Suicide and Fetal Malformation: Considerations in Prescribing
Accutane
Volume X, Issue 11
Harold J. DeMonaco, M.S., Director of Drug Therapy Management
Accutane (isotretinoin) has been commercially available
since 1982 for the treatment of resistant cystic acne. Since its introduction,
the use of Accutane has increased dramatically, with up to nearly 600,000 patients
treated in 1999 according to recent testimony by Roche at an FDA hearing. While
Accutane has arguably improved the outlook for patients with treatment-resistant
acne, it has come at a price. At issue at the moment is how large the price
has been and what the FDA should do about it.
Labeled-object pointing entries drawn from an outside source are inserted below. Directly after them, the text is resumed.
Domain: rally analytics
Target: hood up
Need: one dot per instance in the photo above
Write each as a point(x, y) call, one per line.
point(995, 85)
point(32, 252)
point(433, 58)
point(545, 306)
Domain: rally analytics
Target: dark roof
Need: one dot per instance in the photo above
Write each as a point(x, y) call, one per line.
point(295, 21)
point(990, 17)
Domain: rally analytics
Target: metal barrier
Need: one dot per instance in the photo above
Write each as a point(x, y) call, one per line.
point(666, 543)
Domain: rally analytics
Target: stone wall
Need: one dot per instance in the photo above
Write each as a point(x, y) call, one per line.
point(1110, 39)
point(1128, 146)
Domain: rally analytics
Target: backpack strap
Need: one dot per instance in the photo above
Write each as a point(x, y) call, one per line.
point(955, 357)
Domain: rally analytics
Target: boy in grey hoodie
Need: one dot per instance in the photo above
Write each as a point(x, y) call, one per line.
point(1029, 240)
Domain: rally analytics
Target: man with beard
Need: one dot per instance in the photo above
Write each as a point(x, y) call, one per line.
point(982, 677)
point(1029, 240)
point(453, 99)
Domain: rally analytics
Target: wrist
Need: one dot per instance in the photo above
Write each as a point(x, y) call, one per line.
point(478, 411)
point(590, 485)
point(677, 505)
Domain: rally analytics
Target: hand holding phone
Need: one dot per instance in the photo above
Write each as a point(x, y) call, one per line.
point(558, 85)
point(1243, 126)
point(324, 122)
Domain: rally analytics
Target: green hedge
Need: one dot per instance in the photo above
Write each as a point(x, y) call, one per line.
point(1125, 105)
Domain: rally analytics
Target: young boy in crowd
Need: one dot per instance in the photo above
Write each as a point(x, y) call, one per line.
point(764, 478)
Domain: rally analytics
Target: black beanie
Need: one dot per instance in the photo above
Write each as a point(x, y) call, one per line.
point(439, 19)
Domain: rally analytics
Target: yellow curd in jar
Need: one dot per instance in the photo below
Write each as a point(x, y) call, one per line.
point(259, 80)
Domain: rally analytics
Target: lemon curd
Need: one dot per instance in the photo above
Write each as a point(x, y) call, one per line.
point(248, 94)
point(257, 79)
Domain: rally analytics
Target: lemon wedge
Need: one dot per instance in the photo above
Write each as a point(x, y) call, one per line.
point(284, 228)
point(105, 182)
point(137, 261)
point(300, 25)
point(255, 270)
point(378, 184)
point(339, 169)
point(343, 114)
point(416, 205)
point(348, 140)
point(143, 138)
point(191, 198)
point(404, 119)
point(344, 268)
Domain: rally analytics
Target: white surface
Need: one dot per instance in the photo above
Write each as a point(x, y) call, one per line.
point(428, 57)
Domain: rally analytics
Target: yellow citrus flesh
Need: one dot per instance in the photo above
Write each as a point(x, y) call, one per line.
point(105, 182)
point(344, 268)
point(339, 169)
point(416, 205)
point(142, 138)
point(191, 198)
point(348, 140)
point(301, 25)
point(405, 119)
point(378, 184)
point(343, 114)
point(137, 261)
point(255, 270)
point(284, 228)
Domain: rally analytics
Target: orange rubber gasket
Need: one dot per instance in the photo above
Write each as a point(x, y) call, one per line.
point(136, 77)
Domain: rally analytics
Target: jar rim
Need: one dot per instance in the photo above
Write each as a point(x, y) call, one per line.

There appear to be two significant issues that
clinicians should consider when prescribing Accutane. The first is the possible
link between Accutane use and depression and suicide. This potential side effect
has been the subject of both FDA and Congressional hearings. From August 1982
through May 2000, 37 reports of suicide reached the FDA. Twenty-four of the
reported cases occurred during therapy with Accutane. Thirteen occurred after
stopping of the drug. Eighty-four percent of the suicides were reported in males
with a median age of 17 years.
A total of 110 hospitalizations for depression
were registered during this timeframe coincident with Accutane use. In contrast
to the gender distribution for suicide, 56% of those
patients hospitalized for depression were females with a median age of
17 years, with 44% having a history of a psychiatric disorder. Based on case
reports involving dechallenge and rechallenge (41 positive results reported
to the FDA), the temporal relationship between drug administration and the hospitalization
and the pharmacology of Vitamin A derivatives, it would appear that there is
sufficient evidence to provoke further study. At the moment, a causal relationship
has not been established, however. Most experts suggest that depression is underdiagnosed
in primary care. The underdiagnosis may be especially problematic in adolescents.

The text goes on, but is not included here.